Basically I stand around at a railway station, giving directions, helping people use the ticket machines, manning any barriers and listening to complaints. The information aspect makes it a very, very distant poor relation to being a librarian. It’s often boring (but boredom is a factor in most waged jobs) my feet hurt and I’m outside for four to six hours at a stretch.

TTS3When I first started work at the railways in the most humble job you can get there, various mothers of friends and friends of my mother said, “You poor thing. What about your degree? What about your career?”

Yet I love it. For someone who’s a devoted people watcher and sticky-beak, customer service in a busy place is heaven. There are always interesting people doing odd things and people who want to chat. Occasionally there are also dramas, brawls, meltdowns, arrests and lunatics. People are often happy to tell an interested stranger quite intimate things about their triumphs disasters and cancer operation. After a morning spent struggling with my demons at the writing desk, standing round all afternoon waiting to be asked a question is so relaxing. And due to the unionised nature of our work force, my blue collar job is actually much more secure than any of wildly restructured white collar jobs I ever had.

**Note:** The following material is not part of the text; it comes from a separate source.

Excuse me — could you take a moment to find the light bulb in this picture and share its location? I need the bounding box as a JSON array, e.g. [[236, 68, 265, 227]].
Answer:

My partner’s other ambition was to take early retirement and he’d spent enough time helping me live my dreams to deserve some time for his. So now we are both part-time workers. That affluent middle class lifestyle which I’d expected to live when I grew up seems to have escaped me. There are no overseas trips, or regular restaurant meals or weekend mini-breaks.

Every year when I go to do my tax the accountant still asks me why I don’t write a Mills and Boon you know, something that makes money. (Gee I hate that. Every time I come home questioning my path and am grumpy all week.) Sometimes as I stare out the window wondering what we are going to do if the car dies and when we’re going to be able to afford a new oven, I feel certain I’ve made the wrong decision.

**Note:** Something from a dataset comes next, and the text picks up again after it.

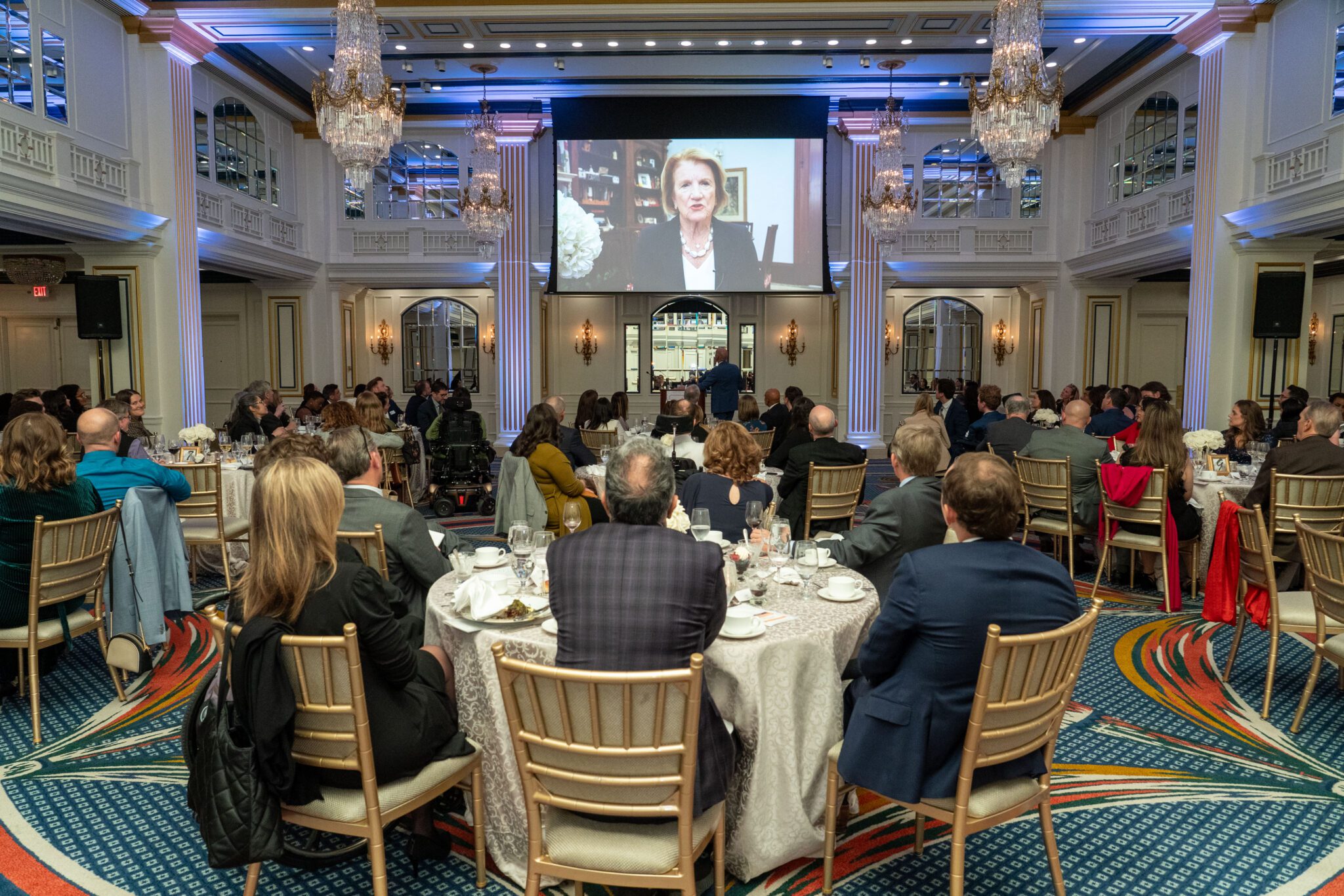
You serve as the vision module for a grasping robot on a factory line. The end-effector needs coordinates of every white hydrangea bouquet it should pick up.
[177,423,215,442]
[555,193,602,279]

A while ago when I was feeling depressed, I set myself the goal of working part-time till I was fifty and if I hadn’t sold another book by then going full time in something and trying to make some real cash for overseas travel etc, which I still love. That goal is well past now, but I’m still working part-time. Novel sales are small although I did get a grant to blog about Flinders Street Station one year. I have been offered the chance of promotion, of more hours and indoor work sitting down. I even tried it once. It had more of the things I hate about my job and less time for writing. In the end I went back onto the platform.JaneRoutley

Perhaps it’s too late to change. Just writing this article makes me realize how much I love my life style and how happy it makes me. If I have time off I don’t plan to go away. I plan to do some writing. If I don’t get time to write anything for a couple of days I become depressed and grumpy. If I go back to full time work so that I can have a big superannuation payout and retire to the Gold Coast I will really feel like I’m wasting my life. We’ll find a way to replace the car when it does die. There’s always public transport.

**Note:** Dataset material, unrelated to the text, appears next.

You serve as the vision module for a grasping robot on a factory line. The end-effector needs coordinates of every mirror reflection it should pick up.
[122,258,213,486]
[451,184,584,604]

It’s taken till I was fifty to come to grips with the fact that I should spend my life in a satisfying way rather than a sensible one. I’m as hooked on writing as a junkie is hooked on heroin. As so many songs say,” How can it be wrong when it feels so right?”

So now there’s nothing left to do but to find a way of paying for that passion.

Jane Routley lives in Melbourne and is writer of the Dion Chronicles triology and The Three Sisters, all of which are now out on ebook with Clan Destine Press. Her short stories have appeared in a number of anthologies. She has won the Aurealis award for Best novel twice. If you’re like to know about her adventures on the station platform read about it at www.janeroutley.com.au

One thought on “Paying for Our Passion – Jane Routley

  1. Jane N.

    Thanks for the article, Jane. Love the station stories. Looking forward to seeing more of your writing and especially to seeing you back in Denmark sometime.